4.5 Directional hypotheses
As you may recall from an earlier discussion, directional hypotheses are refered to as one-tailed hypotheses. These hypotheses use iequality signs in their statements. To test a directional hypothesis, you would be expected to perform a one-tailed test, which aims to verify whether the data from the sample supports the anticipated direction of the relationship or difference.
To conduct a one-tailed test, decision-makers establish a critical value to determine whether to reject or retain the null hypothesis. This process typically involves setting a significance level (α). For instance, when α = 0.05, the z critical value for a one-tailed test in a normal distribution is 1.65.
You may notice that the z critical value of 1.65 for a one-tailed test with α = 0.05 differs from the 1.96 used in two-tailed tests. This difference arises from the nature of these tests and how they distribute the significance level. In a one-tailed test, we focus on only one direction of the distribution (either upper or lower tail). Consequently, we allocate the entire α (0.05) to one tail of the distribution. To understand this better, consider that if one tail is associated with 0.05, then both tails would be associated with 2 x 0.05 = 0.10, which is equivalent to a 90% confidence level. At a 90% confidence level, the z-score equals 1.65. This relationship explains why we use 1.65 as the z critical value in one-tailed tests with α = 0.05, rather than the 1.96 used in two-tailed tests at the same significance level.
In this case:
- The null hypothesis would be rejected if the z-statistic exceeds 1.65.
- Only the upper tail region of the distribution is considered for rejection in a one-tailed test.
- The area in the tail above z = +1.65 represents 0.05 of the distribution.
Unlike in a two-tailed test, the alpha level does not need to be divided by two for a one-tailed test. This approach allows decision-makers to focus on detecting effects in a specific direction, making it particularly useful when there’s a strong theoretical or practical reason to expect a particular outcome.

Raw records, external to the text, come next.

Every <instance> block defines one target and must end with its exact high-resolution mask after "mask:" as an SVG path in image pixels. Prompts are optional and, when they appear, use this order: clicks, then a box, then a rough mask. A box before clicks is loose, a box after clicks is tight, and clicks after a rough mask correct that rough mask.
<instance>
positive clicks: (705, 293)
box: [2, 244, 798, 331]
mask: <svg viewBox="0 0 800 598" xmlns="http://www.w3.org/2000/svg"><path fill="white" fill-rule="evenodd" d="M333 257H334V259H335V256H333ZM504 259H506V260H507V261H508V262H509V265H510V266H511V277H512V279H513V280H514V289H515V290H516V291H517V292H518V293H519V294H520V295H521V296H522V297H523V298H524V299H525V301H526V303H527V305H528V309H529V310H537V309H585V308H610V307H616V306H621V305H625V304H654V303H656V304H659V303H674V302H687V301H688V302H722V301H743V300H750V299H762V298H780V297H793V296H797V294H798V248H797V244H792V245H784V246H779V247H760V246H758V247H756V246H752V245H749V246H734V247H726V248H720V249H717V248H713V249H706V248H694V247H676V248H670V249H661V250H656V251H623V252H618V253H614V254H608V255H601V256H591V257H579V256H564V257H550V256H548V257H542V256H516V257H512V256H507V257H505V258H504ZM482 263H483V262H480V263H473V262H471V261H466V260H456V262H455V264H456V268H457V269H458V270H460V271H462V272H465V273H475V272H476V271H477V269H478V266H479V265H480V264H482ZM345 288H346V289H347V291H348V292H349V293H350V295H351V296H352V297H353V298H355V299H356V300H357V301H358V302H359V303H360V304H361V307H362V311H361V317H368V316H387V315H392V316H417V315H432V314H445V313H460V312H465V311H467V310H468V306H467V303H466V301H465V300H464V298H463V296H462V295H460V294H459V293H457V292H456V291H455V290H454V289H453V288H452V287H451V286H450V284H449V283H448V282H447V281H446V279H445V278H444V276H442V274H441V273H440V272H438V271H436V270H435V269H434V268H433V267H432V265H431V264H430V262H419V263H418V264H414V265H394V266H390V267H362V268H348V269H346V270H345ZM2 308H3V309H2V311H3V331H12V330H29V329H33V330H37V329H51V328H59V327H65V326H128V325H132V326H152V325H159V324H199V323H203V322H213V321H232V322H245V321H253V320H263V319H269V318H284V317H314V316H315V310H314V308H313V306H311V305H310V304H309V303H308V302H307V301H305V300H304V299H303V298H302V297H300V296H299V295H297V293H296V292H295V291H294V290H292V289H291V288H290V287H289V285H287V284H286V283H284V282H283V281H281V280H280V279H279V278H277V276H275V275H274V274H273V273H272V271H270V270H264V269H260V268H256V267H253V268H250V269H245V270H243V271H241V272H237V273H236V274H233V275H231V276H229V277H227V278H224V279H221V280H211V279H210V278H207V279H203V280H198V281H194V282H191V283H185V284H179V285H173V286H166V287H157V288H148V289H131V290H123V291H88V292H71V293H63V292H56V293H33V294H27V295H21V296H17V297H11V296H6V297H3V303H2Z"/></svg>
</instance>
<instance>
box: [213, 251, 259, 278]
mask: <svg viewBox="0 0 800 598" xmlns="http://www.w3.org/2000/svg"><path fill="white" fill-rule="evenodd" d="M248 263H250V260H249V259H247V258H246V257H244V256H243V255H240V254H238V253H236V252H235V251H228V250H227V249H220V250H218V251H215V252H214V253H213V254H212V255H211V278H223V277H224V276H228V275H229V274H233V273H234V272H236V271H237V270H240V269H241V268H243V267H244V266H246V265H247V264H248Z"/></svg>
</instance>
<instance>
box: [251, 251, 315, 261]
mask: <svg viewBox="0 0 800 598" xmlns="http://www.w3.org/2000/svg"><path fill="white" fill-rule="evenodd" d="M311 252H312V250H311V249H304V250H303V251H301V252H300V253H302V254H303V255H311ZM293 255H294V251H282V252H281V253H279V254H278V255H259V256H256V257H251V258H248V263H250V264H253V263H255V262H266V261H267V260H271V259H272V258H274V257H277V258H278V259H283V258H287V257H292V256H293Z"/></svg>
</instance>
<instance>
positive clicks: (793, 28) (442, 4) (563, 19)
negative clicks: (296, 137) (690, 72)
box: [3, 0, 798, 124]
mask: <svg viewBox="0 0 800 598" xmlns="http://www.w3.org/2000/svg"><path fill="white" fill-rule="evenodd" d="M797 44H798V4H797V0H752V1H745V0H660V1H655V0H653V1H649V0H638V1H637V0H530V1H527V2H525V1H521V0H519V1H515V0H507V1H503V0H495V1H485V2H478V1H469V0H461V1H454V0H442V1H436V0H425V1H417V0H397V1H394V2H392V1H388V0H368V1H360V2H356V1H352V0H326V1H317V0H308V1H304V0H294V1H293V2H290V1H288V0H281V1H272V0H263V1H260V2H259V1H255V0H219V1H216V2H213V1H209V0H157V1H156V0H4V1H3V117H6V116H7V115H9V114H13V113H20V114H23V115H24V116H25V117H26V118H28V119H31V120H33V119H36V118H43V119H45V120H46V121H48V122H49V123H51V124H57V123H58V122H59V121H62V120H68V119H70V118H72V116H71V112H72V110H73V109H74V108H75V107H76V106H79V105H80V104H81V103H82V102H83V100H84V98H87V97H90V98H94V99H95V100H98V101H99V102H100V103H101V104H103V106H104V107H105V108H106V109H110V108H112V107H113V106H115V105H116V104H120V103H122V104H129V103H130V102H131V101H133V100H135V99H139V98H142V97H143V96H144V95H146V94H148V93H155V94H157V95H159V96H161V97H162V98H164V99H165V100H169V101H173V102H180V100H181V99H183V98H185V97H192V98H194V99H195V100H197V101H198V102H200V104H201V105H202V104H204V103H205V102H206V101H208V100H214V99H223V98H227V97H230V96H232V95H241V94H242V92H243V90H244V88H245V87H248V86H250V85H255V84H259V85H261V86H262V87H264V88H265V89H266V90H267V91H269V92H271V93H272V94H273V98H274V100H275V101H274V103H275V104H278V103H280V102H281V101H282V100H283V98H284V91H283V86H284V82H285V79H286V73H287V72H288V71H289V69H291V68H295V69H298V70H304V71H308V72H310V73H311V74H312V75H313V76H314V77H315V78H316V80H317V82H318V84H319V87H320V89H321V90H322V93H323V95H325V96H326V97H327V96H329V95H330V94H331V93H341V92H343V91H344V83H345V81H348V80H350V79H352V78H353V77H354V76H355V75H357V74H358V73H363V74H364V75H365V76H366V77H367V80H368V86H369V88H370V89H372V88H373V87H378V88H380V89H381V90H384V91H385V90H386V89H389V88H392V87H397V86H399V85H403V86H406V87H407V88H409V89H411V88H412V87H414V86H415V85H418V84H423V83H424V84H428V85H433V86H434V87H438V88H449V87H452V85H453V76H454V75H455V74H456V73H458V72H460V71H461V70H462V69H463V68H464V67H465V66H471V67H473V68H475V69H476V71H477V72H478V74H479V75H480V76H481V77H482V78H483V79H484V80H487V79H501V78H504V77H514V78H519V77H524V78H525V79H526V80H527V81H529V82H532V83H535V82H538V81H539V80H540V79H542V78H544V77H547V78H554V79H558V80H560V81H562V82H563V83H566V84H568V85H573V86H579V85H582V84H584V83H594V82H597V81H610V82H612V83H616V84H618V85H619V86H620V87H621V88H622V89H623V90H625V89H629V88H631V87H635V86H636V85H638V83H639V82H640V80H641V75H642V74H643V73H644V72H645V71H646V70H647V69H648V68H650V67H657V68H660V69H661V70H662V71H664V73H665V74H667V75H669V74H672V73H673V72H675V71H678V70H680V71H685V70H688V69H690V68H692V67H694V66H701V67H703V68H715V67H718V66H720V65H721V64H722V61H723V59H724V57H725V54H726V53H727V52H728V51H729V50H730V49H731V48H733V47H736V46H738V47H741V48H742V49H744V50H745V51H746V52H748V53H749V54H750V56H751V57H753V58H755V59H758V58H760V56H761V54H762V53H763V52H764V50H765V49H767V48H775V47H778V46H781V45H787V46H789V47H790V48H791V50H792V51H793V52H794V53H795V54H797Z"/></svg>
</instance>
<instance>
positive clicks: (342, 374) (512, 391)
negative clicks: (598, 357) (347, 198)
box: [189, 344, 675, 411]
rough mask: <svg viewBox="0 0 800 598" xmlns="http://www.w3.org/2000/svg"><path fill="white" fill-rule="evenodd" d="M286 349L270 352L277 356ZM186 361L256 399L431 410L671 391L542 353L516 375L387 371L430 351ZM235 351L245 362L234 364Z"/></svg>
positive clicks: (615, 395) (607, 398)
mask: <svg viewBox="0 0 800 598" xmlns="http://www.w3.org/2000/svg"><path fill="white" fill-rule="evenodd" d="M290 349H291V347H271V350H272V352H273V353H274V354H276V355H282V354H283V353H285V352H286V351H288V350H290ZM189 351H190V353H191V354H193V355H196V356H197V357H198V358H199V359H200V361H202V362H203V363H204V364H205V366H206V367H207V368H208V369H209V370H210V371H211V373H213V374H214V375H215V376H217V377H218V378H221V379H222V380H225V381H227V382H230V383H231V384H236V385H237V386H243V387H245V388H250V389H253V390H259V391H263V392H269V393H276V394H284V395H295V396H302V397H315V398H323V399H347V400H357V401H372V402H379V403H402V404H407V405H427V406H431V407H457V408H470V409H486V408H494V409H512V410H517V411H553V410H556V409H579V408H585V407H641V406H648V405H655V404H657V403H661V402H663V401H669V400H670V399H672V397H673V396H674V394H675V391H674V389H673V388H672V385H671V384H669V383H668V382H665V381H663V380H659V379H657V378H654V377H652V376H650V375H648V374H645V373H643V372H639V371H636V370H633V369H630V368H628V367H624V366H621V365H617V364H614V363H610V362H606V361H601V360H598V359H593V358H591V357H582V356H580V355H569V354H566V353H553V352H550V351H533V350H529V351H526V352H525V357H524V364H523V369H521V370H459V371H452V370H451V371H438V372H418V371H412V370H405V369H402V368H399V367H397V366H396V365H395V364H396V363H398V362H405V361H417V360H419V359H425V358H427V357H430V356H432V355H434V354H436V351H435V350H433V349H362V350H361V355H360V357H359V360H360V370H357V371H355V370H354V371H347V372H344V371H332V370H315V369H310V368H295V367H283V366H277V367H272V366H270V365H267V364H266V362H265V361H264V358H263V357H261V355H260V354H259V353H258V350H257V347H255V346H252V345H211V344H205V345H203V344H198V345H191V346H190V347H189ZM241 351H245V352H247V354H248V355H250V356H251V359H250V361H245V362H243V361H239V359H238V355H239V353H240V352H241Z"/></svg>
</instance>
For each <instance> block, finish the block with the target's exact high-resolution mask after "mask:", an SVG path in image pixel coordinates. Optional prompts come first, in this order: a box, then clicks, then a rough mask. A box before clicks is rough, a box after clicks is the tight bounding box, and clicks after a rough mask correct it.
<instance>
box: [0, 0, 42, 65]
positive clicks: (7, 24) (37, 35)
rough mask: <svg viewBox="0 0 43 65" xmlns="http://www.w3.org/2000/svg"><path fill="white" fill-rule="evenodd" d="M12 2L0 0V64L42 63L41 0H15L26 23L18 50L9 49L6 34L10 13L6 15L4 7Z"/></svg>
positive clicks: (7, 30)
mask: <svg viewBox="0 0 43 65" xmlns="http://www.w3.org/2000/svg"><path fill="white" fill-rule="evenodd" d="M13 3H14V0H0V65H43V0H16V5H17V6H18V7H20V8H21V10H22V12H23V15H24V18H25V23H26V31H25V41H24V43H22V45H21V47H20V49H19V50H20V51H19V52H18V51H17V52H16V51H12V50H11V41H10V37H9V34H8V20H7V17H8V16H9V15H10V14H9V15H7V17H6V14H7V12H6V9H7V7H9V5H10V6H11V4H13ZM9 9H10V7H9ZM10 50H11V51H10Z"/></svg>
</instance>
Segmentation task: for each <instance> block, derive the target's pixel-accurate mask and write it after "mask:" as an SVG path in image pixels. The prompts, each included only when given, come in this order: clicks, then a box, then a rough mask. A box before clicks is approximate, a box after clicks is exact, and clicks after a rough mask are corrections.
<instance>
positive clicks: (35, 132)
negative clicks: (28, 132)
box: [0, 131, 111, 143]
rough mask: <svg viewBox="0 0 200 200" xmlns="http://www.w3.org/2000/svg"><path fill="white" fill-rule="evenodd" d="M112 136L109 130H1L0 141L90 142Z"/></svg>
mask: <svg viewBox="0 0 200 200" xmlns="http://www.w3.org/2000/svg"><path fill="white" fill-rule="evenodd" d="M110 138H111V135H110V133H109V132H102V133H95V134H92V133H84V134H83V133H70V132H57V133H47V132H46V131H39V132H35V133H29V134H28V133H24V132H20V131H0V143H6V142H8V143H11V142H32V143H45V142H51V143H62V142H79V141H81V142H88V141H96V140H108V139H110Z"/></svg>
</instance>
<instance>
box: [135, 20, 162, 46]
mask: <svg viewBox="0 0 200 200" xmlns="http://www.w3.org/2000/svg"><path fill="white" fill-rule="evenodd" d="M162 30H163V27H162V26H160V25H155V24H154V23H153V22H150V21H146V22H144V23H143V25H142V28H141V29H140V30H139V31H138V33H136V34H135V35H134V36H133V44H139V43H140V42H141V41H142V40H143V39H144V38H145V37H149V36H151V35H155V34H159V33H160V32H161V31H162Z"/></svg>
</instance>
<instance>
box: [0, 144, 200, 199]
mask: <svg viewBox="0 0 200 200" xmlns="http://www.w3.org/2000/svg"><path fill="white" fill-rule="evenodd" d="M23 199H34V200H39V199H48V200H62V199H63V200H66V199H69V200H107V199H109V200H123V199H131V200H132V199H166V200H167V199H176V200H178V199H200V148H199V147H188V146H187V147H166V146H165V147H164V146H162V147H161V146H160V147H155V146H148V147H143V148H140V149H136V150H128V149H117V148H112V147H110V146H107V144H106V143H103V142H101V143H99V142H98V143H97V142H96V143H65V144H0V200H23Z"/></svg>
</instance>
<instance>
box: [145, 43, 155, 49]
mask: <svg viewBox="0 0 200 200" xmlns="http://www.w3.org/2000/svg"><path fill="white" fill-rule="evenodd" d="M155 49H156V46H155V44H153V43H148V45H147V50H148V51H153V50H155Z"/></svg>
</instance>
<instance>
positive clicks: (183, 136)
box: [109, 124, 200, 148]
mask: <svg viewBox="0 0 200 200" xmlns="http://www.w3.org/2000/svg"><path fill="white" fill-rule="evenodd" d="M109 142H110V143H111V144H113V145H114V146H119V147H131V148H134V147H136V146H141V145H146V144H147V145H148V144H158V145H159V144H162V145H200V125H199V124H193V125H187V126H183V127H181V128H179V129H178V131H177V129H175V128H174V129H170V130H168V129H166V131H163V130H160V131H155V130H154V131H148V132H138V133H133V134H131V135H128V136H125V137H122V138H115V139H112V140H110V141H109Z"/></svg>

In summary, decision-makers use one-tailed tests to evaluate directional hypotheses, which predict the direction of a difference or association between two variables. The critical value for these tests depends on the chosen significance level (α), and the test aims to determine if the data supports the predicted direction.
One-tailed tests are versatile and can be used for both "greater than" and "less than" scenarios. Let us consider an example to illustrate this flexibility:
Imagine a department store where management believes the average customer spend per visit is £65. However, the service manager suspects customers are spending less. We can formulate the following hypotheses:
- H0: µ ≥ £6
- H1: µ < £65
In this case, the null hypothesis (H0) states that the average spend is greater than or equal to £65, while the alternative hypothesis (H1) suggests it is less than £65.
To test this directional hypothesis, we conduct a one-tailed test. The alternative hypothesis predicts that the true value of µ will be lower than £65, so we focus on the lower tail of the normal distribution for our rejection region.
At an alpha level of 0.05, the z critical value for the lower tail is -1.65. This means we would reject the null hypothesis if our calculated z-statstic falls below -1.65. Graphically, this rejection region appears in the lower tail of the normal distribution curve.
In general, the one-tailed test is not restricted to a specific direction and can be used in either direction, depending on the research question and the hypothesis being tested. The test is utilised to determine if the data supports a directional hypothesis, and a critical value is established based on the significance level chosen for the test.